Badan mata-mata Korea Selatan mengatakan pada bulan Desember bahwa peretas Korea Utara telah mencuri sekitar 1,5 triliun won ($1,2 miliar) mata uang kripto dan aset virtual lainnya selama lima tahun terakhir, lebih dari setengahnya pada tahun lalu saja. Badan Intelijen Nasional mengatakan kemampuan Korea Utara untuk mencuri aset digital dianggap salah satu yang terbaik di dunia karena negara tersebut fokus pada kejahatan dunia maya sejak sanksi ekonomi PBB diperketat pada tahun 2017 sebagai tanggapan terhadap uji coba nuklir dan rudalnya.
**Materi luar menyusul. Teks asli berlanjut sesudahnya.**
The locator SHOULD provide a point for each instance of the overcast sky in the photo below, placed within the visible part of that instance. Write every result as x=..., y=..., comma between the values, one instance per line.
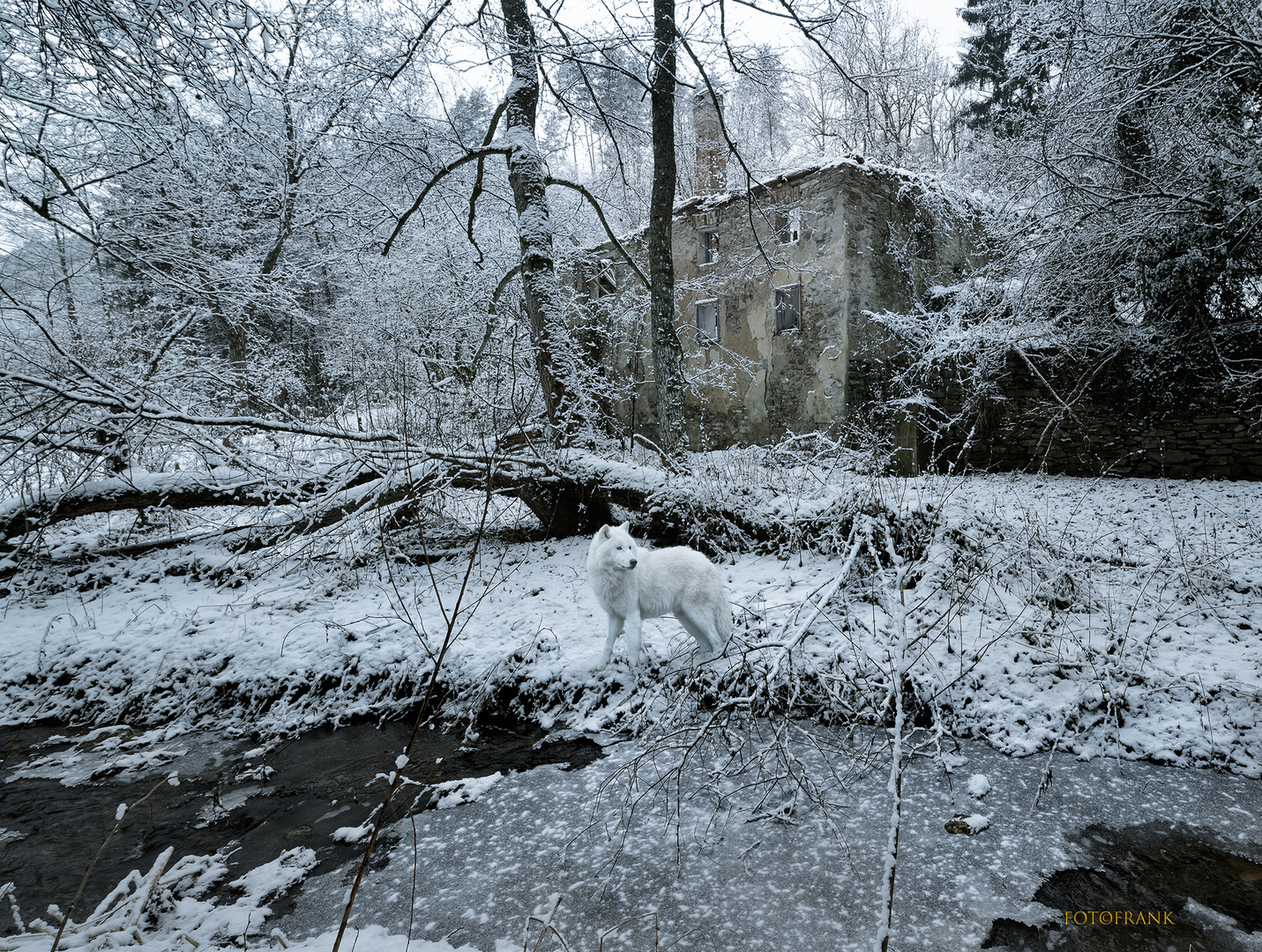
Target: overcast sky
x=939, y=17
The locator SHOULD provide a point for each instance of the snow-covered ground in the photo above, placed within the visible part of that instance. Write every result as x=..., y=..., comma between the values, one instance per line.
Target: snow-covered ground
x=1113, y=617
x=1115, y=621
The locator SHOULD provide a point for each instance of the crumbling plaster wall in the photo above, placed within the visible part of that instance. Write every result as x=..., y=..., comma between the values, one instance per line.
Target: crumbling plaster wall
x=863, y=243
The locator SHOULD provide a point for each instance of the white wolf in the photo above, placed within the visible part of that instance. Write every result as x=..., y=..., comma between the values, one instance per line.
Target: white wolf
x=632, y=584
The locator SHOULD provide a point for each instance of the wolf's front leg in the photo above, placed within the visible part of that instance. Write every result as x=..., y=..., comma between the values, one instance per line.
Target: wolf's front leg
x=635, y=641
x=615, y=630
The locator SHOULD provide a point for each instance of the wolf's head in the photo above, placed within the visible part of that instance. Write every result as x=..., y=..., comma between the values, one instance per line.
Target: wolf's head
x=616, y=547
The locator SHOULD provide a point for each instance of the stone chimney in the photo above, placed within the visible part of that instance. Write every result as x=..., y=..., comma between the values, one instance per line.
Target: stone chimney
x=711, y=146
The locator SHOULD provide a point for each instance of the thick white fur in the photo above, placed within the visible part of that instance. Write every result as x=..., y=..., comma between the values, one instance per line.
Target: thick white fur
x=632, y=584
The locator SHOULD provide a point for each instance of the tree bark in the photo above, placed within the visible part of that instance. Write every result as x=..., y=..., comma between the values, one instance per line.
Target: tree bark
x=527, y=175
x=668, y=356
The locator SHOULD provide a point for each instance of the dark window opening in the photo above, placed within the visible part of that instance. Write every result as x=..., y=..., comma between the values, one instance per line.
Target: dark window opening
x=709, y=248
x=789, y=226
x=606, y=279
x=707, y=321
x=788, y=308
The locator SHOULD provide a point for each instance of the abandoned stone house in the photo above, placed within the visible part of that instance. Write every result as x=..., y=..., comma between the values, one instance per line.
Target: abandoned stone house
x=773, y=284
x=773, y=289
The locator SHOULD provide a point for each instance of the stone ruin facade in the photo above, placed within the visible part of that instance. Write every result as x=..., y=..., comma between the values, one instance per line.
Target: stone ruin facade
x=773, y=290
x=773, y=284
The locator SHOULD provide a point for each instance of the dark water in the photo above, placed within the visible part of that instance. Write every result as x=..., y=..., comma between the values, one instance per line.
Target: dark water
x=1153, y=869
x=318, y=782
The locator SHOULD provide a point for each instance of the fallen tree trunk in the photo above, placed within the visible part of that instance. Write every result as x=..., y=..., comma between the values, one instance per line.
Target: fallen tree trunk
x=183, y=489
x=571, y=495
Pertemuan trilateral pada hari Jumat kemungkinan akan membuat marah Korea Utara, yang sebelumnya telah memperingatkan bahwa langkah ketiga negara tersebut untuk meningkatkan kerja sama keamanan akan menghadapi seruan mendesak untuk meningkatkan kemampuan militernya sendiri.

Korea Utara telah lama berargumen bahwa sanksi PBB dan latihan militer AS di wilayah tersebut merupakan bukti permusuhan Washington terhadap Pyongyang. Korea Utara juga mengatakan pihaknya terpaksa mengembangkan senjata nuklir untuk melawan ancaman militer AS, meskipun para pejabat AS dan Korea Selatan bersikukuh bahwa mereka tidak berniat menginvasi Korea Utara.

Awal pekan ini, Amerika Serikat melakukan latihan perang anti-kapal selam dengan pasukan Korea Selatan dan Jepang dalam pelatihan pertama mereka dalam enam bulan. AS juga menerbangkan pesawat pengebom nuklir untuk pelatihan udara bilateral yang terpisah dengan pesawat tempur Korea Selatan.

Korea Utara belum melakukan uji coba senjata sebagai tanggapan terhadap latihan yang dilakukan oleh AS. Namun bulan lalu mereka melakukan serangkaian uji coba rudal untuk memprotes pelatihan militer Korea Selatan-AS yang dianggap sebagai latihan invasi.

Ada juga kekhawatiran bahwa Korea Utara akan melakukan uji coba nuklir pertamanya dalam lebih dari lima tahun, sejak negara itu meluncurkan hulu ledak nuklir jenis baru minggu lalu. Para pakar asing memperdebatkan apakah Korea Utara telah mengembangkan hulu ledak yang kecil dan cukup ringan untuk dijadikan rudal.